I’m gonna shoot straight with you: Today, the day after our presidential election in the United States, is one of my least favorite days — no matter who wins.
On this day every four years, I’m on social media minimally because, as one with friends and family who fall on all points of the political spectrum, half the people I know are despondent or mad-as-you-know-what while everyone else is throwing an absolute party.
In reality, I know there’s a large number of folks who aren’t “all in” with their candidate; they’re not so much voting for someone as against someone else. But still, as an enneagram 2 who absorbs tension like my hair absorbs humidity, the dichotomy between the more passionate people fills me with anxiety. I want to curl up in a ball, hide under my bed, and not come out for six months or so.
But because I’m an actual grownup with actual responsibilities, including the luck-of-the-draw that is having an article up today, there will be no such hiding!
If I don’t enjoy being around tension, as I’ve already said, you’ll be 0% surprised that I don’t want to add to it, either. In particular, I don’t want the important relationships in my life to suffer because I sit on the opposite side of the proverbial fence with a loved one or ten.
As a gal who’s not afraid to feel my feelings, I admit there have been times I’ve felt triggered because of another person’s strong views that opposed my own, especially if those views concerned a topic I care deeply about. But the older I get, the more my bandwidth for engaging with potentially contentious people shrinks. I won’t do it over social media, period, because too much is lost in translation through that incomplete way of communicating.
In person, I’ll only do so with those I trust to engage with me respectfully and productively — whether we think alike or not. Otherwise, no thank you.
But not everyone feels the same way.
So herein lies my question: How do you maintain a relationship with your loved one when you don’t share the same views—and their views keep coming up in the conversation? And therefore your relationship?
If you’re both levelheaded, perhaps you can discuss your differences calmly and reasonably. Thankfully, I have several friends with whom this is possible. But if someone gets bent out of shape because of an opposing viewpoint, the tension can take off faster than a prairie fire with a tailwind.
In light of that, here are three principles and practices that help me avoid letting opposing viewpoints come between me and my friends or family members:
Badgering the cat is a choice. Ivy is our kitty cat, and her mere existence just sticks in the craw of our dog, Rafa. Rafa simply refuses to rest when Ivy is in his vicinity. He stares at her. He follows her. He gets all up in her business. Eventually, he gets close enough to Ivy that she hisses or swipes at him, and then he dramatically shrinks back with offense.
As all of this unfolds, I say things like, “Rafa, leave Ivy alone.
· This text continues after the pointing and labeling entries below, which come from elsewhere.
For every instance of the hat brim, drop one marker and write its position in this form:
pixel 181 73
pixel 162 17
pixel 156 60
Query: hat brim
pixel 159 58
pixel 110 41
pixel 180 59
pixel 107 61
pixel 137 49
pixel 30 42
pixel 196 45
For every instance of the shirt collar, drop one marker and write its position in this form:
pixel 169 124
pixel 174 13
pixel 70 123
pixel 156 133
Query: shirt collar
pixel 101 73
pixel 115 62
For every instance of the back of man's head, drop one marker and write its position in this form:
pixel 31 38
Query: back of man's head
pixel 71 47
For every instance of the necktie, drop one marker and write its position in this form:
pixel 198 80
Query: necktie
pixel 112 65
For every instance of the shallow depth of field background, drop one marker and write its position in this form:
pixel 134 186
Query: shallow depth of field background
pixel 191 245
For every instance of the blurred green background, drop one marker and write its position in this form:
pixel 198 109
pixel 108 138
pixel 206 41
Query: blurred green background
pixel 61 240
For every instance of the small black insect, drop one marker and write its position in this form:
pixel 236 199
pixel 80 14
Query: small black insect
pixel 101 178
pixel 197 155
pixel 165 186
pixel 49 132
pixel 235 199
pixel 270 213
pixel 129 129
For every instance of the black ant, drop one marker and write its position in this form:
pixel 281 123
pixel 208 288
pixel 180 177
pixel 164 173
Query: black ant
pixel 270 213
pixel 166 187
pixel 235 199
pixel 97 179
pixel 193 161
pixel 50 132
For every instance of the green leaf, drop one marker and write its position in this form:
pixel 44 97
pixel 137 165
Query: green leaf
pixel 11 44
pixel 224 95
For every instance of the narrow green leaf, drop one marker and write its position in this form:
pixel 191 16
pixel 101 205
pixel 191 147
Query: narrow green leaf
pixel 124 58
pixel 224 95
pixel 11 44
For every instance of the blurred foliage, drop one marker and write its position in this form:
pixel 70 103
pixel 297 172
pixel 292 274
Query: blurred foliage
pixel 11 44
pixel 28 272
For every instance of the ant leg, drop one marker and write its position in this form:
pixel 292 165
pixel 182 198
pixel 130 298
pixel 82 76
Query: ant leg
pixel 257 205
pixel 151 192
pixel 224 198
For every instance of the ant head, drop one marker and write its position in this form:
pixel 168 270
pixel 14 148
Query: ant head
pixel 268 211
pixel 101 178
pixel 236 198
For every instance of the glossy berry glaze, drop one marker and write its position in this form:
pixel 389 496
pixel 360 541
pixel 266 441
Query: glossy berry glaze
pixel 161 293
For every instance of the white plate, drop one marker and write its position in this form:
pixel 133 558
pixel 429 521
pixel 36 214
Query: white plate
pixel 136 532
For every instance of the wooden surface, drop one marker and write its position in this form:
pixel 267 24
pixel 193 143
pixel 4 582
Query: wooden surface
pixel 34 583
Rafa, mind your own business. RAFA, YOU CAN CHOOSE NOT TO BADGER THE CAT.” Every time, Rafa chooses to badger the cat.
But with wisdom and maturity, we can choose differently. If we take offense over a friend’s position, we don’t have to act on that offense. When we realize that keeping our opinions to ourselves doesn’t invalidate those opinions, we can relax rather than react.
Keep a few “tension-diffusing” phrases in your back pocket. My sister taught me my favorite phrase: “You may be right about that.” I love that because it conveys to the other person that you’re listening and hearing what they’ve said. It’s respectful yet non-committal. So, if someone badgers you or you just feel riled up, you can respond with, “You may be right about that!”
Keep a big-picture view. Jesus didn’t beat around the bush when he said, “As I have loved you, so you must love one another. By this everyone will know that you are my disciples, if you love one another” (John 13: 34-35 NIV). Sharing your perspective that another may disagree with can certainly be done in a loving way. On the other hand, prioritizing being “right” over maintaining a good relationship with someone is usually not a loving approach. Our motive makes the difference.
If, like me, you’re plumb haggard by all the election talk, that means you’re probably in community with folks carrying various points of view too. If so, you’re in good company. Jesus’s disciples included folks on opposite sides of the political spectrum, such as Matthew and Simon. Pastor Scott Sauls writes in his book Jesus Outside the Lines:
“Included in the Twelve are Simon, a Zealot, and Matthew, a tax collector. This is significant because Zealots worked against the government, while tax collectors worked for the government. . ..Despite their opposing viewpoints, Matthew and Simon were friends. . .”
The big picture view says that at the end of the day, loving people well can look like accepting that you don’t have to agree with them to love them.
This election may be over, but may our important relationships move ever onward.